Artista

SALIS

1970-72
Antonio Salis (voce, basso)
Francesco Salis (chitarra, voce)
Pier Paderni (organo)
Paolo Gerardini (batteria)

1978-79
Francesco Salis (chitarra, voce)
Antonio Salis (basso, flauto, voce)
Antonio Lotta (tastiere)
Antonio Sardu (batteria)

I fratelli Salis, Antonio e Francesco di Santa Giusta, Oristano, cominciarono la loro carriera nella prima metà degli anni sessanta con il nome di Barrittas, pubblicando alcuni singoli fino alla fine del decennio. 
Prodotti dal cugino più anziano Lucio, nel 1969 cambiarono nome in Salis'n'Salis, ma quando uscì il loro primo album, il nome era stato ancora cambiato in Salis. 
L'album d'esordio, Sa vida ita est, è del 1971, è un ottimo connubio di musica pop psichedelica in stile 60's ed arrangiamenti leggermente progressivi, ma il risultato passò inosservato.
Il gruppo si era trasferito a questo punto nella zona di Cremona, con una formazione a quattro comprendente due musicisti bresciani, Pier Paderni e Paolo Gerardini, provenienti dal gruppo JB Club della cui formazione aveva fatto parte anche Mauro Pagani. Questa formazione si sciolse nel 1972 e per un breve periodo durante l'anno successivo hanno suonato nei Salis, tornati in Sardegna, il bassista Pino Martini e il batterista Salvatore Garau, che sarebbero entrati più tardi negli Stormy Six.

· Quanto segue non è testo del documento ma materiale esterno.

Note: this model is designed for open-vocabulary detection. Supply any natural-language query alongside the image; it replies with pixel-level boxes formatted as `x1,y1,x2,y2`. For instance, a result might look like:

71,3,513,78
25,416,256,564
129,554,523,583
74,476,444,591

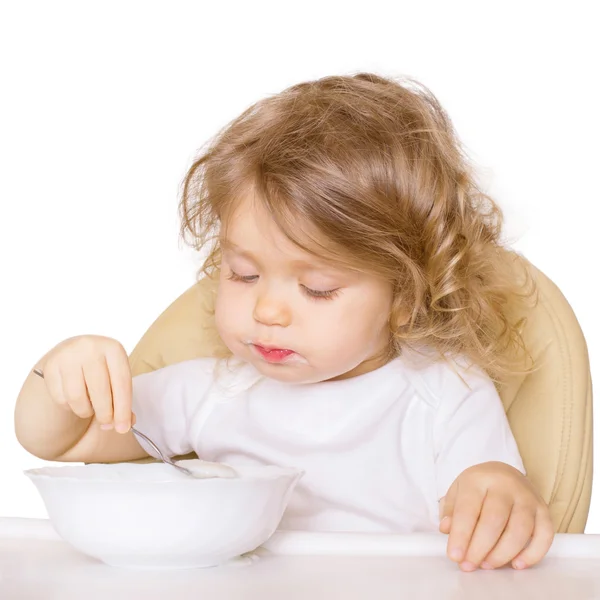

Nel 1974 venne registrato un secondo album, in effetti un album del solo Antonio Salis; uno dei primi dischi quadrifonici realizzati in Italia, pubblicato dalla sussidiaria della EMI CiPiTi, l'album venne ristampato più tardi dall'etichetta sarda La Strega, fondata da Lucio Salis (che è stato anche l'autore di tutti i loro testi). 
Ancora una volta un album di musica leggera, più del primo, che ha molto in comune con il genere di un altro gruppo sardo, il Gruppo 2001.
Con Antonio Salis suonano sull'album il fratello Francesco e Gianni Serra alle chitarre, Dario Baldan Bembo alle tastiere e i batteristi Andy Surdy e Furio Bozzetti.

Dopo altri cinque anni venne riformato un gruppo a quattro, ed uscì un terzo album, Dopo il buio la luce. 
Album totalmente diverso dai primi due, qui il suono è molto più vicino al prog e basato sulle tastiere, e l'album, quasi completamente strumentale, ha anche delle parti estese di ispirazione jazz-rock come nella lunga Rapsodia per emigrazione e in Dopo il buio...la luce
Quest'ultimo album è il migliore per chi ama la musica progressiva, ma anch'esso non ebbe successo costringendo il gruppo a sciogliersi un'ultima volta dopo il 1980.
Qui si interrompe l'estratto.